Crônica: A Assembleia de Dr. Mamón

Era noite fechada quando a gaveta bateu com força, chamando à ordem.


— Senhores, estamos em crise. — anunciou o presidente da mesa, Dr. Mamón, com sua voz grave de autoridade antiga.

À sua frente, alinhavam-se os membros do conselho: as chaves do carro do ano, reluzindo sob a luz fraca; o passaporte, carimbado de lembranças de destinos requintados; o cartão de crédito black, sempre ereto como um trono portátil; e a caneta de luxo, que já assinara contratos e decretos importantes.

Dr. Mamón ajeitou-se e prosseguiu:
— Nosso cliente sumiu. Desde que teve aquele encontro com o tal Nazareno, não nos presta mais devoção. Já não corre atrás de nós, já não mede a vida em cifras. Meus amigos, corremos o risco de desaparecer de seu coração.

As chaves do carro tilintaram, ofendidas:
— E não é pouco! Ele me usava para ostentar, mas agora… já levei gente que nunca pisaria num banco de couro para hospitais na madrugada. Carrego caixas e mais caixas de cestas básicas! Isto é ultrajante para um carro do ano.

O passaporte abanou suas páginas com desdém:
— Estranhíssimo! Antes me orgulhava de cafés em Paris, praias no Caribe, roteiros exclusivos. Agora, só carimbos em lugares esquecidos, povoados carentes, missões onde ninguém sonharia em passar férias.

A caneta de luxo deu um suspiro pesado, com certo orgulho ferido:
— Eu, que assinava promoções, cargos altos, contratos que faziam os outros se curvarem… agora só registro decisões humildes. Ele trata subordinados com gentileza, como se fosse igual a eles. Não há mais vaidade no posto que ocupa.

O cartão black bateu na mesa, impaciente:
— Ao menos comigo a situação é ainda mais grave. Antes, era gasto em compras rápidas, luxos que despertavam inveja, prazeres que enfeitavam sua imagem. Agora, cada uso parece uma afronta!
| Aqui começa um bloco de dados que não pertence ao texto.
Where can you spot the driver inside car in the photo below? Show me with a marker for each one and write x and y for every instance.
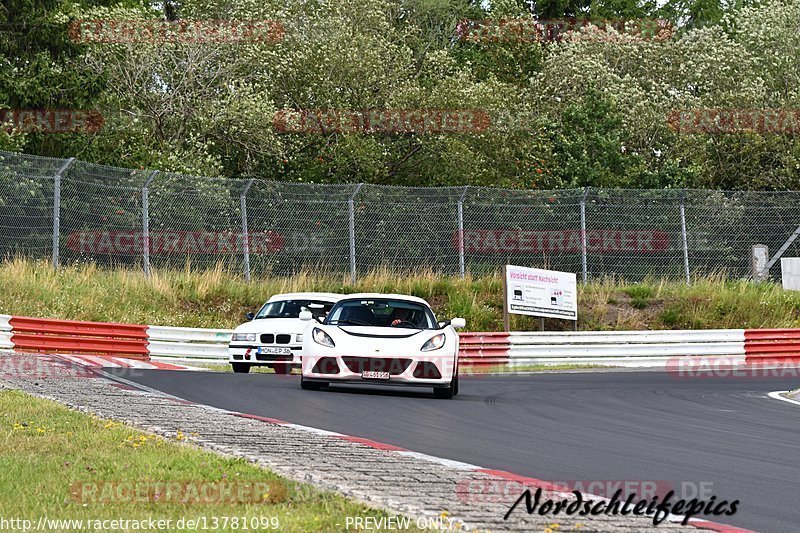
(400, 315)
Ele compra para além dele mesmo — roupas para outros, alimentos que não tocará, objetos que nunca exibirá.

A sala entrou em murmúrio de revolta. Os bens, outrora venerados, sentiam-se humilhados, reduzidos a meros instrumentos de um propósito que não compreendiam.

Dr. Mamón ergueu-se com sua imponência, tentando recuperar o controle:
— Precisamos de estratégia. Vamos lembrá-lo de que a vida sem nós é vazia, que o sentido está em acumular, que status é poder!

Mas as palavras ecoaram ocas. Nenhuma proposta parecia se sustentar. Todos sabiam, no fundo, que quando o homem descobre que nada lhe pertence, que tudo é vaidade e vento, eles perdem sua força.

A reunião foi desfeita em silêncio.

Então, a gaveta se abriu. O dono recolheu cada objeto com calma. Olhou para eles sem apego — apenas como ferramentas — e os separou com cuidado: uns foram destinados a ajudar, outros a servir. Seu olhar não tinha mais o brilho da posse, mas a chama de quem partilha.

A riqueza não havia desaparecido, mas fora resignificada. Já não era trono nem prisão, mas meio: meio de socorrer, de construir, de repartir. O valor não estava mais no peso do ouro, mas no peso da vida que se tornava mais leve ao dividir-se com os outros.

E Dr. Mamón, vendo-se diminuído, percebeu que seu poder não era mais o mesmo. Pois o coração daquele homem já não se alimentava de vaidades.